Avant cela, Nahy devait marcher une heure pour rejoindre une source d’eau. "Aujourd’hui, je peux me consacrer davantage à mes activités agricoles," explique-t-elle, portant son plus jeune enfant, Natrefendraza, âgé d’un an et dix mois, tout en travaillant. Pour Nahy, « ses enfants sont sa richesse ». Son mari, également agriculteur, ne fait pas partie de l’association, car le nombre de membres y est limité.

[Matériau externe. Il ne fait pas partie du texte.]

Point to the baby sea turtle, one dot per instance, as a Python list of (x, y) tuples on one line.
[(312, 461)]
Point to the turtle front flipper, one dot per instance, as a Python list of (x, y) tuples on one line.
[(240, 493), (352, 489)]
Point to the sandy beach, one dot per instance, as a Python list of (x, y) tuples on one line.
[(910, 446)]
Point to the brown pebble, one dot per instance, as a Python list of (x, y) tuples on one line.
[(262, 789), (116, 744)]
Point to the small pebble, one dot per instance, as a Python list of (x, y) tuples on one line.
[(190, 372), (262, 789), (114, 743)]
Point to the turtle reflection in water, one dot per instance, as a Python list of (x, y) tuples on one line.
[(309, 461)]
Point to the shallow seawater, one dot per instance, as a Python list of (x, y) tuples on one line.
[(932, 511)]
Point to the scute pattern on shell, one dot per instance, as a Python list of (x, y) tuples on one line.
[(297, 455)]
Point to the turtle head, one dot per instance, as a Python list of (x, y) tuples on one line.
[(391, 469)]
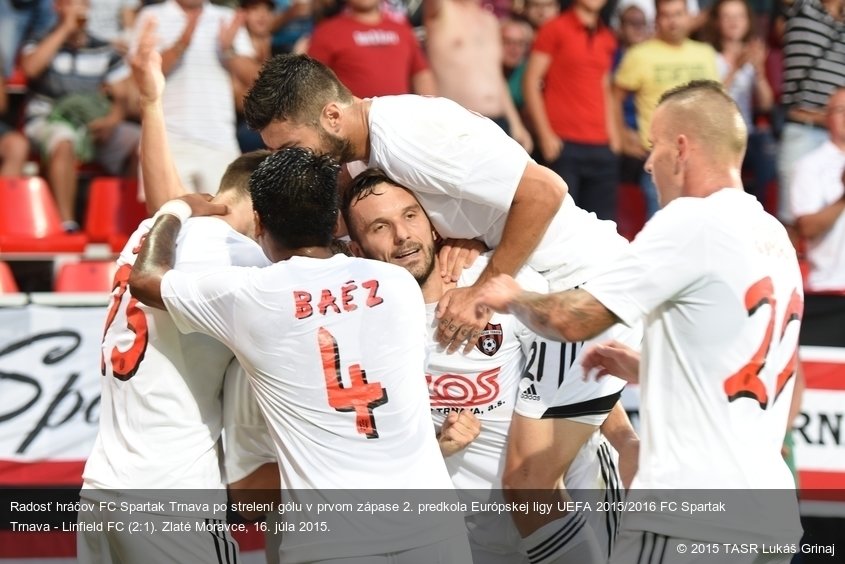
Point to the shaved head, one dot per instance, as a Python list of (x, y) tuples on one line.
[(706, 114)]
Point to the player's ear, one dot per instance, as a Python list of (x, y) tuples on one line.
[(259, 227), (355, 249), (331, 116)]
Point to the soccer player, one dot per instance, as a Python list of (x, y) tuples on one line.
[(161, 413), (387, 223), (333, 347), (718, 283), (473, 181)]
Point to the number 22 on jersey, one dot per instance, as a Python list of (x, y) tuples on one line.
[(746, 382)]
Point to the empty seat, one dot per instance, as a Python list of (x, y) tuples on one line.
[(8, 285), (113, 211), (29, 219), (85, 276)]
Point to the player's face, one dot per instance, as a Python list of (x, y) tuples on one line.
[(283, 134), (672, 21), (391, 226), (662, 162)]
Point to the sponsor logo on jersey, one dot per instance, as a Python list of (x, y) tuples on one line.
[(463, 390), (530, 393), (491, 339)]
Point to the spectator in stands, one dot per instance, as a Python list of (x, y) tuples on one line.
[(656, 65), (293, 21), (634, 23), (14, 148), (200, 44), (112, 21), (517, 37), (741, 60), (813, 41), (372, 53), (567, 95), (258, 20), (538, 12), (20, 21), (465, 49), (817, 201), (78, 88)]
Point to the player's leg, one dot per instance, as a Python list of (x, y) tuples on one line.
[(540, 452)]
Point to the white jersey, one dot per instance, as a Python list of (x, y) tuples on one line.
[(718, 283), (464, 170), (334, 349), (161, 413), (485, 382)]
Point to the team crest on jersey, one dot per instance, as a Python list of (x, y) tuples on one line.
[(490, 339)]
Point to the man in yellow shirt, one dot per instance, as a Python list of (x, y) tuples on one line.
[(654, 66)]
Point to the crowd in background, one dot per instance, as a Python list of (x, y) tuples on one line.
[(574, 83)]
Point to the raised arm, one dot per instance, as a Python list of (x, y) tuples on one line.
[(573, 315), (160, 178), (538, 197)]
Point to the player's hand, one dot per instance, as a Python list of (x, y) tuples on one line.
[(456, 255), (201, 205), (458, 430), (146, 64), (460, 319), (498, 293), (612, 358)]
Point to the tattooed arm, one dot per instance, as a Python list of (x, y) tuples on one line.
[(573, 315)]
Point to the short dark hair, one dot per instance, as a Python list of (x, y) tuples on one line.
[(236, 177), (294, 193), (362, 186), (292, 88)]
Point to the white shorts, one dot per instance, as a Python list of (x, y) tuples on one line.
[(554, 384), (145, 538), (247, 443)]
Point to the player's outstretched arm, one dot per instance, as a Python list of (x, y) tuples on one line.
[(573, 315), (158, 172), (158, 251), (537, 199)]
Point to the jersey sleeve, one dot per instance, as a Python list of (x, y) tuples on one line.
[(665, 258), (205, 302)]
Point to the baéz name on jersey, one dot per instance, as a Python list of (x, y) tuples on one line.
[(346, 298)]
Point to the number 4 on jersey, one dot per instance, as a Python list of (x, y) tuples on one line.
[(361, 396), (746, 382)]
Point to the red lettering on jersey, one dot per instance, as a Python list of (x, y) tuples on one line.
[(794, 310), (361, 396), (346, 296), (302, 301), (458, 390), (327, 300), (746, 382), (372, 299)]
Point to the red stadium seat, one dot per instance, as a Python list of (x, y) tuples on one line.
[(85, 276), (29, 219), (8, 285), (113, 211)]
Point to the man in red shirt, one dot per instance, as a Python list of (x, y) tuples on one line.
[(371, 52), (567, 95)]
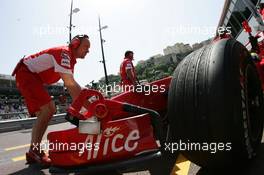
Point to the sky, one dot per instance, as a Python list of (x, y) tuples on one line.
[(143, 26)]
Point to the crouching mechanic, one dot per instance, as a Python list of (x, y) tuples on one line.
[(45, 68)]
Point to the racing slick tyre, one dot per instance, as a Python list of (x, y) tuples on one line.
[(215, 105)]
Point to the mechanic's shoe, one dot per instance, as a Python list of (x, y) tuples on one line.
[(34, 156)]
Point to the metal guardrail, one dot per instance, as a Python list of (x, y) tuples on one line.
[(14, 125)]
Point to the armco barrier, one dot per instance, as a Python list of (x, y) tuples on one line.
[(14, 125)]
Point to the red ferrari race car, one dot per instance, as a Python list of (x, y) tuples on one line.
[(210, 110)]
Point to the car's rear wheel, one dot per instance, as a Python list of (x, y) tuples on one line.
[(216, 105)]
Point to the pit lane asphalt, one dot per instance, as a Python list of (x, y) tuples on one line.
[(13, 146)]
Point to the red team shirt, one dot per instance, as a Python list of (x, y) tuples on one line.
[(41, 69), (48, 63)]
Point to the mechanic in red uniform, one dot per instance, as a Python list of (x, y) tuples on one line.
[(45, 68), (127, 70)]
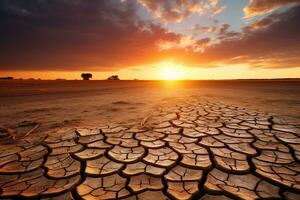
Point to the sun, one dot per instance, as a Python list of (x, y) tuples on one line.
[(171, 71)]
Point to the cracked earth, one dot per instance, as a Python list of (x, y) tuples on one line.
[(194, 149)]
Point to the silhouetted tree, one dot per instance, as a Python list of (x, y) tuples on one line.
[(86, 76)]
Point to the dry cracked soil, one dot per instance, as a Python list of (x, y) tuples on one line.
[(194, 149)]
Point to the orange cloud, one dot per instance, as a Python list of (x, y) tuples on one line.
[(176, 11), (259, 7)]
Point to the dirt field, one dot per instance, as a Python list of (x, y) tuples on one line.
[(150, 140)]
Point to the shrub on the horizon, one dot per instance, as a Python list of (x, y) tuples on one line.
[(86, 76)]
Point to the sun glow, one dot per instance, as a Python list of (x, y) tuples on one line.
[(171, 71)]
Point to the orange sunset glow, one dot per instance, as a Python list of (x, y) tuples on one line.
[(150, 99), (156, 40)]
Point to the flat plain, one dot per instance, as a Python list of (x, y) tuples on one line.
[(236, 139)]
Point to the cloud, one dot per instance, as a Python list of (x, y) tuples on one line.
[(188, 43), (259, 7), (275, 46), (109, 35), (176, 11), (74, 35)]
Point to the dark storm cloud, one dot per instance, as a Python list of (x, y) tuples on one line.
[(68, 35)]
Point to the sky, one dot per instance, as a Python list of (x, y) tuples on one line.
[(150, 39)]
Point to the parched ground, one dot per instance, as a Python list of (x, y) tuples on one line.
[(196, 148)]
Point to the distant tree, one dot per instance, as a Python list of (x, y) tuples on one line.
[(86, 76)]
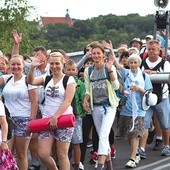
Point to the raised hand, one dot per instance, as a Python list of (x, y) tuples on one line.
[(17, 38), (107, 45)]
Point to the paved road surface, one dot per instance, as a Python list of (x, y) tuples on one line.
[(153, 162)]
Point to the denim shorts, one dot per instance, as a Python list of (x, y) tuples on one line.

« Mes enfants sont ma richesse » 

Nahy
Photo de nahy et son enfant devant le jardin potager du village d’Ehavo.
UNICEF Madagascar /2024/ Ralaivita Photo de nahy et son enfant devant le jardin potager du village d’Ehavo.

Une association pour Tous

L’association, qui regroupe environ 30 membres actifs, permet aux agriculteurs de travailler la terre ensemble et de vendre les récoltes, dont une partie est versée dans une caisse commune. D'une part, ce modèle favorise une consommation partagée et renforce l’autonomie alimentaire des familles. D'autre part, Nahy participe aussi à un système de groupe d’épargne communautaire, versant 50 centimes d'euro chaque semaine. Le fonds collectif est redistribué environ tous les neuf mois, lui permettant de doubler son épargne, un investissement qu’elle juge avantageux. Avec ses gains, elle a pu acheter des poules, de la nourriture et financer l’éducation de ses enfants.

Une partie des récoltes de l’association est utilisée dans le site de nutrition communautaire du village, où des agents communautaires organisent des démonstrations culinaires pour encourager les bonnes pratiques alimentaires. Les parents peuvent ainsi apprendre à cuisiner avec des produits locaux, tandis que leurs enfants jouent et sont gardés dans le site. Ces initiatives, soutenues par une organisation non-gouvernementale locale, renforcent la nutrition des enfants et facilitent la vie des parents dans le village d’Ehavo.  

Note : le concept d'écovillage mis en œuvre par l'UNICEF est financé par les Comités Nationaux pour l'UNICEF de Belgique, des Pays-Bas, du Royaume-Uni, de France, d'Andorre et d'Allemagne, ainsi que par les fondations Moondance et Eleva.